Hello,
Thank you all for your tipps, but I don´t think it is related to GC or memory. I make a fresh installation of IS 9.1.4 on the Redhat server and use the ./standalone.sh -c clustered.xml with no modifications. I configure my application and Connector to use the defaut repl cache to put my values. The Connector uses the HotRod protocol.
From the server.log I see different error messages, where I am not sure, where it was the root cause:
Sometimes, if we restart the 2nd node, I see on the first node
2018-04-09 14:48:20,108 ERROR [org.infinispan.CLUSTER] (transport-thread--p4-t17) ISPN000196: Failed to recover cluster state after the current node became the coordinator (or after merge): java.util.concurrent.ExecutionException: org.infinispan.util.concurrent.TimeoutException: ISPN000476: Timed out waiting for responses for request 10 from wwhelapp0120
at java.util.concurrent.CompletableFuture.reportGet(CompletableFuture.java:357)
at java.util.concurrent.CompletableFuture.get(CompletableFuture.java:1915)
at org.infinispan.util.concurrent.CompletableFutures.await(CompletableFutures.java:82)
at org.infinispan.topology.ClusterTopologyManagerImpl.executeOnClusterSync(ClusterTopologyManagerImpl.java:620)
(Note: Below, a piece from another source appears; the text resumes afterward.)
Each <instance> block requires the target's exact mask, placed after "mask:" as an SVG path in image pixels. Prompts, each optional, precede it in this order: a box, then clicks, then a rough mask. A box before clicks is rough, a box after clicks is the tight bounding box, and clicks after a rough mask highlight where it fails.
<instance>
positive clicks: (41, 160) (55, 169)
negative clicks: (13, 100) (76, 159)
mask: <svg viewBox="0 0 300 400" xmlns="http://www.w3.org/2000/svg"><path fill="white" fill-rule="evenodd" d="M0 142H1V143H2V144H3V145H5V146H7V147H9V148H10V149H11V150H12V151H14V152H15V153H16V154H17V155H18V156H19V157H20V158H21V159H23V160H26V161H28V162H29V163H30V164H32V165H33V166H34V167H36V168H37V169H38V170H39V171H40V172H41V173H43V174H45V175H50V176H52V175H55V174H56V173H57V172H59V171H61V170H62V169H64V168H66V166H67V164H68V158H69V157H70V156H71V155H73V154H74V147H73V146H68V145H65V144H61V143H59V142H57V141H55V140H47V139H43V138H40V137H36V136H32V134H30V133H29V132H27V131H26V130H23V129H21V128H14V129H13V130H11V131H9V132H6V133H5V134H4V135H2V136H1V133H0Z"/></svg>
at org.infinispan.topology.ClusterTopologyManagerImpl.recoverClusterStatus(ClusterTopologyManagerImpl.java:484)
at org.infinispan.topology.ClusterTopologyManagerImpl.becomeCoordinator(ClusterTopologyManagerImpl.java:359)
at org.infinispan.topology.ClusterTopologyManagerImpl.handleClusterView(ClusterTopologyManagerImpl.java:338)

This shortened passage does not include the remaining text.